Given a 4-cycle free graph $G$, can we determine if it has a 3-cycle in quadratic time?

Question

The $k$-cycle problem is as follows:

Instance: An undirected graph $G$ with $n$ vertices and up to $n \choose 2$ edges.

Question: Does there exist a (proper) $k$-cycle in $G$?

Background: For any fixed $k$, we can solve $2k$-cycle in $O(n^2)$ time.

Raphael Yuster, Uri Zwick: Finding Even Cycles Even Faster. SIAM J.
Discrete Math. 10(2): 209-222 (1997)

However, it is not known if we can solve 3-cycle (i.e. 3-clique) in less than matrix multiplication time.

My Question: Assuming that $G$ contains no 4-cycles, can we solve the 3-cycle problem in $O(n^2)$ time?

David suggested an approach for solving this variant of the 3-cycle problem in $O(n^{2.111})$ time.

Answer 1

Yes, this is known. It appears in one of the must-cite references on triangle finding...

Namely, Itai and Rodeh show in SICOMP 1978 how to find, in $O(n^2)$ time, a cycle in a graph that has at most one more edge than the minimum length cycle. (See the first three sentences of the abstract here: http://www.cs.technion.ac.il/~itai/publications/Algorithms/min-circuit.pdf) It is a simple procedure based on properties of breadth-first search.

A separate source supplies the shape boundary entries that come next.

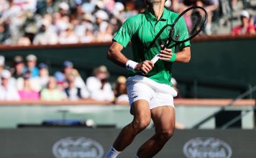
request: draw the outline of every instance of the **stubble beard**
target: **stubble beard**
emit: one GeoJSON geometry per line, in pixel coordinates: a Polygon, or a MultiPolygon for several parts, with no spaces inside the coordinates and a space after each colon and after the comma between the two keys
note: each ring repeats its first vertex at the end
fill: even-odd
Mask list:
{"type": "Polygon", "coordinates": [[[145,0],[145,3],[149,6],[153,6],[161,2],[162,0],[145,0]]]}

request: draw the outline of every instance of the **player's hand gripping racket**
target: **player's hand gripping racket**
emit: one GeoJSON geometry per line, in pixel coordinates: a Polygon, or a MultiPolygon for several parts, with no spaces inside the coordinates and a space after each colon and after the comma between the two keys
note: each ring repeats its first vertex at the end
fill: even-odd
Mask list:
{"type": "MultiPolygon", "coordinates": [[[[206,24],[207,12],[201,6],[192,6],[182,12],[170,25],[170,33],[162,50],[172,48],[180,43],[195,37],[203,29],[206,24]],[[173,41],[175,44],[169,46],[173,41]]],[[[157,54],[151,61],[154,64],[160,56],[157,54]]]]}

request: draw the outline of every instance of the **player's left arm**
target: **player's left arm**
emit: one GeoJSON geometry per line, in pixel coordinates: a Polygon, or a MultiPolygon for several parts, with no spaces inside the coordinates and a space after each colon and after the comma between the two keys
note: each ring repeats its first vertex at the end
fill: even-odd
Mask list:
{"type": "Polygon", "coordinates": [[[173,61],[177,62],[188,62],[191,60],[191,47],[189,46],[183,47],[180,52],[176,52],[175,55],[173,53],[172,49],[165,48],[160,51],[160,59],[170,62],[172,60],[172,58],[173,59],[173,56],[175,55],[175,59],[173,61]]]}

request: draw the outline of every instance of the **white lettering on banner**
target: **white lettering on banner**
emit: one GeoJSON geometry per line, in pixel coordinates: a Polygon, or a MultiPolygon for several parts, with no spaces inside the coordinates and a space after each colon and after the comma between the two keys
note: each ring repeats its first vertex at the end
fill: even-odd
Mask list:
{"type": "Polygon", "coordinates": [[[85,137],[65,138],[52,147],[52,153],[56,158],[101,158],[104,152],[99,142],[85,137]]]}
{"type": "Polygon", "coordinates": [[[211,137],[197,137],[187,141],[183,152],[188,158],[230,158],[232,150],[222,140],[211,137]]]}

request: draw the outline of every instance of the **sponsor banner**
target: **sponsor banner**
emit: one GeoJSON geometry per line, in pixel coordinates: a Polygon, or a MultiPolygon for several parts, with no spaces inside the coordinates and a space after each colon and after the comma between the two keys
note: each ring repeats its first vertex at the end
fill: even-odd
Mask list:
{"type": "Polygon", "coordinates": [[[225,141],[212,137],[197,137],[187,141],[183,147],[187,158],[230,158],[232,149],[225,141]]]}
{"type": "MultiPolygon", "coordinates": [[[[101,158],[120,129],[24,128],[0,129],[0,157],[101,158]]],[[[154,134],[140,133],[119,157],[134,157],[154,134]]],[[[255,158],[256,130],[176,130],[156,158],[255,158]]]]}
{"type": "Polygon", "coordinates": [[[104,153],[99,142],[85,137],[67,137],[58,141],[52,147],[56,158],[101,158],[104,153]]]}

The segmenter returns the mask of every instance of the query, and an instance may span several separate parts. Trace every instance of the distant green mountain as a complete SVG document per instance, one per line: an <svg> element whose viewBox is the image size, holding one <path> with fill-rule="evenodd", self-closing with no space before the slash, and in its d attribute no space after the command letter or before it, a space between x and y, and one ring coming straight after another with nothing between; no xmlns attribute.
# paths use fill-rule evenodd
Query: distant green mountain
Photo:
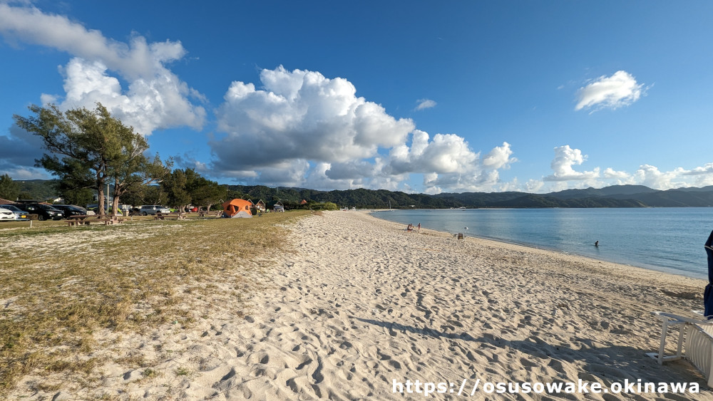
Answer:
<svg viewBox="0 0 713 401"><path fill-rule="evenodd" d="M55 196L54 180L17 181L21 191L33 199ZM549 194L526 192L462 192L436 195L407 194L386 189L317 191L265 185L229 185L229 196L262 200L268 207L279 201L288 209L307 202L334 202L342 207L366 209L448 209L458 207L584 208L713 207L713 186L661 191L642 185L567 189ZM307 205L309 207L309 205ZM303 206L304 207L304 206Z"/></svg>

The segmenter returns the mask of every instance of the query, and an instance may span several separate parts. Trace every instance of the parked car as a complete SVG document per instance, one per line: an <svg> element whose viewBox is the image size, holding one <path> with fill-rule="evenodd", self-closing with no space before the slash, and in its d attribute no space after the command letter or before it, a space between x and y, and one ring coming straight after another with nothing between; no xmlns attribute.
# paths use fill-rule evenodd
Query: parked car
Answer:
<svg viewBox="0 0 713 401"><path fill-rule="evenodd" d="M21 203L15 206L27 211L30 214L36 214L39 220L59 220L64 217L61 210L45 203Z"/></svg>
<svg viewBox="0 0 713 401"><path fill-rule="evenodd" d="M72 216L86 214L87 209L76 204L53 204L52 207L62 211L62 214L65 219L68 219Z"/></svg>
<svg viewBox="0 0 713 401"><path fill-rule="evenodd" d="M2 206L0 206L0 207L1 207L3 209L6 209L12 212L13 213L14 213L15 214L15 219L16 220L29 220L30 219L30 214L29 213L28 213L27 212L26 212L24 210L22 210L21 209L20 209L19 207L17 207L16 206L15 206L14 204L4 204Z"/></svg>
<svg viewBox="0 0 713 401"><path fill-rule="evenodd" d="M143 216L153 215L156 213L170 213L171 209L160 204L144 204L139 208L139 212Z"/></svg>
<svg viewBox="0 0 713 401"><path fill-rule="evenodd" d="M0 207L0 222L15 221L15 214L11 210L8 210L4 207Z"/></svg>

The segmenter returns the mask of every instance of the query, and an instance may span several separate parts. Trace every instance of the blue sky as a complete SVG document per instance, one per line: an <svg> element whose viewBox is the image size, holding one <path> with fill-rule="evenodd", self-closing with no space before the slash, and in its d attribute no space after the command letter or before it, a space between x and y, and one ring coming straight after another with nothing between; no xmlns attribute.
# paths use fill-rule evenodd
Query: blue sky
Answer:
<svg viewBox="0 0 713 401"><path fill-rule="evenodd" d="M710 1L0 0L0 174L30 104L101 102L221 183L713 184Z"/></svg>

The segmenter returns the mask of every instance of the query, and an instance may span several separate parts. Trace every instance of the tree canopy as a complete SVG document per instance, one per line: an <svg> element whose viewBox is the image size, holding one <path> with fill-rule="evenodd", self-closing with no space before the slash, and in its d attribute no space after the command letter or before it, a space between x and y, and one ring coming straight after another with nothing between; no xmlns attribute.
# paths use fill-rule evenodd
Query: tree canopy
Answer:
<svg viewBox="0 0 713 401"><path fill-rule="evenodd" d="M150 161L144 155L148 149L146 140L112 117L101 103L94 110L66 112L55 105L29 108L34 115L15 115L14 118L21 128L41 137L48 153L36 160L37 166L60 179L63 195L91 188L97 191L99 204L103 204L108 196L104 189L113 181L116 214L120 195L166 173L158 155Z"/></svg>

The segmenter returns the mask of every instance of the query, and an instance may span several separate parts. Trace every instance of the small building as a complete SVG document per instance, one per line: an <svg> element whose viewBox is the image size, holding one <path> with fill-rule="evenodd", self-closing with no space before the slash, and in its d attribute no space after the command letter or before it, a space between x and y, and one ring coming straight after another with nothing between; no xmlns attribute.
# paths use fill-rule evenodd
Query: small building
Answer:
<svg viewBox="0 0 713 401"><path fill-rule="evenodd" d="M263 213L265 213L265 210L267 209L265 207L265 202L262 202L262 199L257 201L257 203L255 204L255 209L258 212L262 212Z"/></svg>
<svg viewBox="0 0 713 401"><path fill-rule="evenodd" d="M272 212L284 212L284 205L282 204L282 202L277 201L272 206Z"/></svg>

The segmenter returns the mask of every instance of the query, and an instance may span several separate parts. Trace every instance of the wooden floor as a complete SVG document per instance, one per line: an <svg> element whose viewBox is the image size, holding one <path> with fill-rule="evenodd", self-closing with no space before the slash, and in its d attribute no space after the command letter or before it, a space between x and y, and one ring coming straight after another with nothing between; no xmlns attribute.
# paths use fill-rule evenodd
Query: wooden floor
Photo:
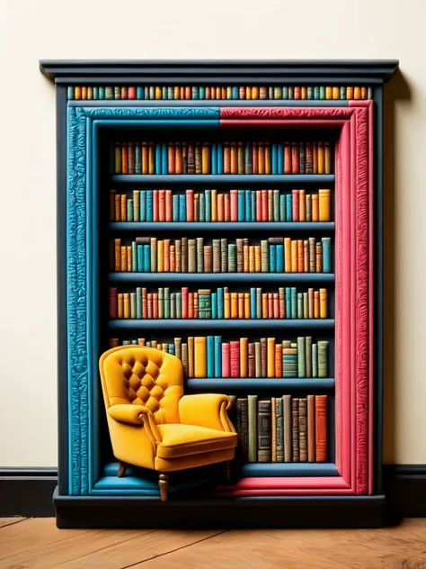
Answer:
<svg viewBox="0 0 426 569"><path fill-rule="evenodd" d="M426 519L384 529L58 529L0 518L0 568L426 569Z"/></svg>

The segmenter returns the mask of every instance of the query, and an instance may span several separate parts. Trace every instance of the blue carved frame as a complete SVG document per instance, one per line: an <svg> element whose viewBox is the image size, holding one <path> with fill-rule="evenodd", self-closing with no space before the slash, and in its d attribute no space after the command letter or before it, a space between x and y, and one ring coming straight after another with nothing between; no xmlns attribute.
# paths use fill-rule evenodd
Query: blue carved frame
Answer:
<svg viewBox="0 0 426 569"><path fill-rule="evenodd" d="M108 126L218 128L220 111L202 108L78 107L67 122L67 339L68 492L93 491L98 456L98 136Z"/></svg>

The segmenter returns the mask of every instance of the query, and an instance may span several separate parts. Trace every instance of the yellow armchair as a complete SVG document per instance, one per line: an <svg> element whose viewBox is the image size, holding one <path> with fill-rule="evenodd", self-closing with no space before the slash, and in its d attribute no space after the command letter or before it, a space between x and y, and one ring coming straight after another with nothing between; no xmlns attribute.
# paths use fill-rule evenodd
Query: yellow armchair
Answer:
<svg viewBox="0 0 426 569"><path fill-rule="evenodd" d="M237 436L227 395L183 395L181 360L154 348L120 346L99 360L118 476L128 465L156 470L162 501L168 474L229 461ZM229 469L227 468L228 472Z"/></svg>

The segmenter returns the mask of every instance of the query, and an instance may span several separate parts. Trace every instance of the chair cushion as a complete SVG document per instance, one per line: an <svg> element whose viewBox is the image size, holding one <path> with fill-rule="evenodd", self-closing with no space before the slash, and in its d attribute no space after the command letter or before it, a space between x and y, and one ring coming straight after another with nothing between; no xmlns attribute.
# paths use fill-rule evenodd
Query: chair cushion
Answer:
<svg viewBox="0 0 426 569"><path fill-rule="evenodd" d="M178 458L236 447L236 433L180 423L157 425L157 429L162 438L156 449L160 458Z"/></svg>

So, if your graph is 4-cycle free and there is a triangle, their algorithm must output it, because it cannot output a 5-cycle or larger.

Answer 2

It's not quadratic, but Alon Yuster and Zwick ("Finding and counting given length cycles", Algorithmica 1997) give an algorithm for finding triangles in time $O(m^{2\omega/(\omega+1)})$, where $\omega$ is the exponent for fast matrix multiplication. For 4-cycle-free graphs, plugging in $\omega<2.373$ and $m=O(n^{3/2})$ (else there is a $4$-cycle regardless of existence of $3$-cycles) gives time $O(n^{3\omega/(\omega+1)})=O(n^{2.111})$.